La Grecia presto presto entrare in un lungo tunnel buio con solo il più debole barlume di luce alla fine. Se non dovesse pagare il FMI alla fine di questo mese il paese potrebbe essere tagliato fuori dai mercati, cosa che costringerebbe Atene a stampare una nuova moneta.

Al di fuori dell’euro, la Grecia potrebbe trovarsi senza i mezzi per pagare le importazioni di base come carburante e medicine. Se il valore della nuova Dracma dovesse scendere, la cosa potrebbe rappresentare un forte richiamo per i turisti: qui sta quel barlume di luce.

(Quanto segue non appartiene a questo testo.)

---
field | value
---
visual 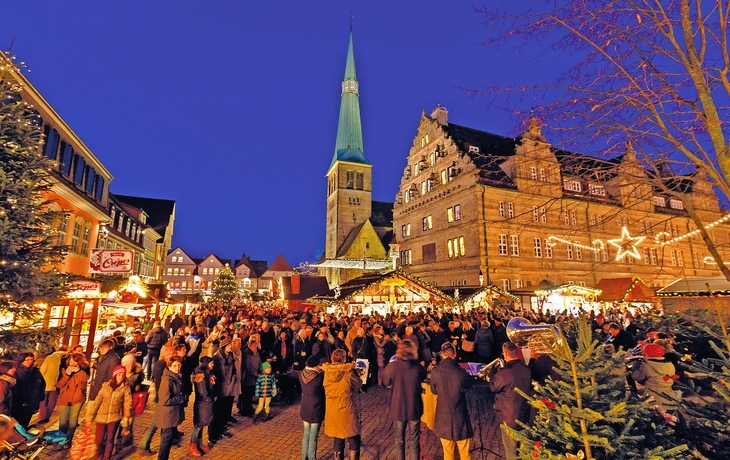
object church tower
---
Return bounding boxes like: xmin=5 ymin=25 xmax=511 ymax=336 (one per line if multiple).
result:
xmin=325 ymin=28 xmax=373 ymax=262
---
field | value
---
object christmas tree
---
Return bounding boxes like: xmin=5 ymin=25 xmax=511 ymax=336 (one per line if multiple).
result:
xmin=502 ymin=316 xmax=692 ymax=459
xmin=0 ymin=66 xmax=66 ymax=319
xmin=213 ymin=264 xmax=238 ymax=303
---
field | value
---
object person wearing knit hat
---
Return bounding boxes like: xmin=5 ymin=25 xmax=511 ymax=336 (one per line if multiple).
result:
xmin=253 ymin=361 xmax=277 ymax=423
xmin=86 ymin=365 xmax=132 ymax=460
xmin=631 ymin=343 xmax=682 ymax=412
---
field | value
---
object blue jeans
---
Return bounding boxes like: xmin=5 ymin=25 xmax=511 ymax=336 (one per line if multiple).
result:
xmin=157 ymin=427 xmax=177 ymax=460
xmin=393 ymin=420 xmax=421 ymax=460
xmin=302 ymin=421 xmax=322 ymax=460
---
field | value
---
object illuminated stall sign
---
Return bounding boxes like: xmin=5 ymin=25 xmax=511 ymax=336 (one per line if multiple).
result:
xmin=89 ymin=249 xmax=134 ymax=273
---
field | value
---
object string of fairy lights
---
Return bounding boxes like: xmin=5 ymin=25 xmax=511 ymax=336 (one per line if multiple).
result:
xmin=546 ymin=214 xmax=730 ymax=265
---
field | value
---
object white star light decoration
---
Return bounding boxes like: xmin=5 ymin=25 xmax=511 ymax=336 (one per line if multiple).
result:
xmin=608 ymin=227 xmax=646 ymax=261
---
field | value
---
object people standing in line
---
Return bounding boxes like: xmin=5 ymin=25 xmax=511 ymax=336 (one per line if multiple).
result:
xmin=86 ymin=365 xmax=132 ymax=460
xmin=56 ymin=353 xmax=89 ymax=444
xmin=189 ymin=356 xmax=215 ymax=457
xmin=208 ymin=335 xmax=233 ymax=444
xmin=489 ymin=342 xmax=532 ymax=460
xmin=239 ymin=338 xmax=260 ymax=417
xmin=0 ymin=361 xmax=17 ymax=416
xmin=383 ymin=339 xmax=426 ymax=460
xmin=322 ymin=349 xmax=362 ymax=460
xmin=145 ymin=321 xmax=167 ymax=380
xmin=117 ymin=353 xmax=145 ymax=448
xmin=253 ymin=363 xmax=277 ymax=423
xmin=89 ymin=339 xmax=122 ymax=401
xmin=38 ymin=346 xmax=68 ymax=423
xmin=10 ymin=352 xmax=46 ymax=428
xmin=299 ymin=355 xmax=326 ymax=460
xmin=154 ymin=356 xmax=188 ymax=460
xmin=431 ymin=342 xmax=474 ymax=460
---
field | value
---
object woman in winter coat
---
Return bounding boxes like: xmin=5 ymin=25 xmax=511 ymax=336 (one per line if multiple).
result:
xmin=154 ymin=356 xmax=188 ymax=460
xmin=299 ymin=355 xmax=325 ymax=460
xmin=10 ymin=353 xmax=46 ymax=428
xmin=631 ymin=343 xmax=681 ymax=411
xmin=117 ymin=353 xmax=145 ymax=448
xmin=190 ymin=356 xmax=215 ymax=457
xmin=0 ymin=361 xmax=17 ymax=416
xmin=322 ymin=349 xmax=362 ymax=460
xmin=86 ymin=365 xmax=132 ymax=460
xmin=56 ymin=353 xmax=89 ymax=441
xmin=373 ymin=324 xmax=389 ymax=385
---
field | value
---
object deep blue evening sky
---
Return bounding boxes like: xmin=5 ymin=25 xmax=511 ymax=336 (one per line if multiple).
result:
xmin=0 ymin=0 xmax=556 ymax=266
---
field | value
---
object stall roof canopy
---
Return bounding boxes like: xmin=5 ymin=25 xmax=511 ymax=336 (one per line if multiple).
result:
xmin=657 ymin=276 xmax=730 ymax=296
xmin=281 ymin=275 xmax=330 ymax=300
xmin=308 ymin=269 xmax=454 ymax=304
xmin=596 ymin=278 xmax=656 ymax=302
xmin=443 ymin=284 xmax=518 ymax=304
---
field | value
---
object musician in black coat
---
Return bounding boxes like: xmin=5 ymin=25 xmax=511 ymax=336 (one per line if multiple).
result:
xmin=426 ymin=342 xmax=474 ymax=460
xmin=383 ymin=339 xmax=426 ymax=460
xmin=489 ymin=342 xmax=532 ymax=460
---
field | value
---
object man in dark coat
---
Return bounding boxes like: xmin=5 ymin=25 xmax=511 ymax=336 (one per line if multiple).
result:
xmin=383 ymin=339 xmax=426 ymax=460
xmin=489 ymin=342 xmax=532 ymax=460
xmin=426 ymin=342 xmax=474 ymax=460
xmin=299 ymin=355 xmax=326 ymax=460
xmin=145 ymin=321 xmax=167 ymax=380
xmin=89 ymin=339 xmax=122 ymax=401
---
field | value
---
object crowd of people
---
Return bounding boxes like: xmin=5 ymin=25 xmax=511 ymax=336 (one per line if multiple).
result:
xmin=0 ymin=304 xmax=677 ymax=460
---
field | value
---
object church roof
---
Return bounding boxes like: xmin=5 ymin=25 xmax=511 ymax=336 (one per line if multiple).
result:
xmin=330 ymin=31 xmax=370 ymax=169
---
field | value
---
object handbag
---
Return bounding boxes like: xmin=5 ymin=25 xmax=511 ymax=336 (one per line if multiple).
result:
xmin=69 ymin=425 xmax=96 ymax=460
xmin=132 ymin=391 xmax=150 ymax=415
xmin=461 ymin=339 xmax=474 ymax=351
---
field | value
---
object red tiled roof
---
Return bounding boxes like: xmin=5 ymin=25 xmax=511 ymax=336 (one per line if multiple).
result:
xmin=596 ymin=278 xmax=655 ymax=302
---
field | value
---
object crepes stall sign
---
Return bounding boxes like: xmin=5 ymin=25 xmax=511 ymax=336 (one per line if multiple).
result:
xmin=89 ymin=249 xmax=134 ymax=273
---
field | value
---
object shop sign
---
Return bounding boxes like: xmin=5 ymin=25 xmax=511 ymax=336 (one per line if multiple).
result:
xmin=89 ymin=249 xmax=134 ymax=273
xmin=66 ymin=281 xmax=101 ymax=298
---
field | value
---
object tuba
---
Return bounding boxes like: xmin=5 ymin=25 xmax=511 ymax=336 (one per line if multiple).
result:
xmin=506 ymin=316 xmax=560 ymax=354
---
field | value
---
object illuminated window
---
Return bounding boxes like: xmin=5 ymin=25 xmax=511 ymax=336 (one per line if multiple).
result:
xmin=509 ymin=235 xmax=520 ymax=256
xmin=499 ymin=235 xmax=507 ymax=256
xmin=533 ymin=238 xmax=542 ymax=257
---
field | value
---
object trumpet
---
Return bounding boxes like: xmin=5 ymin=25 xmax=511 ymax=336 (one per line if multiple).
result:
xmin=477 ymin=358 xmax=504 ymax=382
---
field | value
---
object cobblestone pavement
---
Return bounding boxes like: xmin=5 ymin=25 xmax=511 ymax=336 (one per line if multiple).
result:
xmin=32 ymin=385 xmax=503 ymax=460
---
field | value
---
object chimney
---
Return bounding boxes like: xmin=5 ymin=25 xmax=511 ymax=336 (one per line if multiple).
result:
xmin=431 ymin=104 xmax=449 ymax=126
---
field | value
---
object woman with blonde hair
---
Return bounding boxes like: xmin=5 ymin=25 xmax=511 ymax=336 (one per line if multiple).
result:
xmin=56 ymin=353 xmax=89 ymax=445
xmin=86 ymin=365 xmax=132 ymax=460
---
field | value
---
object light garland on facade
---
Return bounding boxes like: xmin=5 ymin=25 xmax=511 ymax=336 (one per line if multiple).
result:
xmin=547 ymin=235 xmax=606 ymax=252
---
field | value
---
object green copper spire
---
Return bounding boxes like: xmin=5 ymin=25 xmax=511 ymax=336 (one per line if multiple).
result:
xmin=330 ymin=29 xmax=370 ymax=168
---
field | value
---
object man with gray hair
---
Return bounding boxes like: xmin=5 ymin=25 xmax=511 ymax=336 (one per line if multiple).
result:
xmin=430 ymin=342 xmax=474 ymax=460
xmin=489 ymin=342 xmax=532 ymax=460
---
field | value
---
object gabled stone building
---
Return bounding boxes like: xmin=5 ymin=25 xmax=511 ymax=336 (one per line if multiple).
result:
xmin=393 ymin=106 xmax=730 ymax=291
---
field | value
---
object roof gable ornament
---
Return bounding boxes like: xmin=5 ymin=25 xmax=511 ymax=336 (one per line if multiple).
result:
xmin=522 ymin=117 xmax=547 ymax=143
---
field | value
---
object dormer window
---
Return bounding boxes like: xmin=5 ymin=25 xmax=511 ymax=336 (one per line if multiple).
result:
xmin=588 ymin=184 xmax=606 ymax=196
xmin=669 ymin=199 xmax=684 ymax=209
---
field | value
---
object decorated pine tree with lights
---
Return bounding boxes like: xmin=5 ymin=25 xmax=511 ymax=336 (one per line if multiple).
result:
xmin=0 ymin=73 xmax=65 ymax=324
xmin=213 ymin=264 xmax=238 ymax=303
xmin=502 ymin=316 xmax=694 ymax=460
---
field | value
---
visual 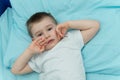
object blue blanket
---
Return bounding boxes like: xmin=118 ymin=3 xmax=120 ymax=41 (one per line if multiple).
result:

La difficoltà, però, è quella di far valere questo nuovo vantaggio competitivo, per il quale è fondamentale far funzionare bene l’economia e aumentare l’efficienza dell’industria. Se la Grecia non riuscisse a fare queste cose, una svalutazione di rilievo potrebbe presto cedere il passo al panico.

Almeno la Grecia capisce che si sta avvicinando il momento del destino. Gli europei, altrove, non possono realizzare che sono appollaiati su un baratro inquietante. Alcuni dicono che, a differenza del 2011, un’uscita della Grecia potrebbe essere gestita. Oggi l’Eurozona è in crescita, non in calo. Ci sono anche segnali che uno o due dei paesi periferici cominciano a volare. I creditori della Grecia sono oggi istituzioni essenzialmente pubbliche e non vi è più lo stesso rischio di contagio nei mercati privati.

Ma non bisogna capire male la situazione, perché ci sarebbe il panico e non sarebbe del tutto irrazionale. Un default greco porterebbe alcuni dei costi del paese altrove, rendendo le prossime crisi un po’ più difficili da gestire, ma il vero danno verrebbe dalle conclusioni che il mondo potrebbe trarre se dopo 5 anni di colloqui e centinaia di miliardi di euro spesi, tutto finirebbe in una bolla.

Coloro che avevano sempre avvertito che una politica monetaria unica non avrebbe mai potuto essere conciliata con un’autorità fiscale fratturata avrebbero la loro vendetta. Le fondamenta instabili dell’euro sarebbero esposte. Forse non oggi, forse non domani, ma ben presto ci sarà un’altra crisi che potrebbe scuotere i mercati.

Inoltre, la Grecia darebbe la colpa dell’Europa, l’Europa alla Grecia. Non vi è alcuna disposizione di legge che vieta ad uno stato dell’Unione europea di lasciare l’euro, ecco il motivo per cui la lettura della situazione è allarmistica.

Sotto le parole di rabbia, c’è un piccolo movimento. I creditori chiedono un po’ meno rigore sul surplus fiscale, ma secondo alcuni calcoli la medicina che il FMI cerca di far ingoiare al paese europeo potrebbe ritardare la crescita al punto in cui il rapporto debito / PIL salirebbe da circa il 180% al 200%.

Per evitare questo, la prima grande mossa deve venire dai creditori, che devono rendersi conto della realtà, ovvero che i debiti greci non sono e non possono essere rimborsati.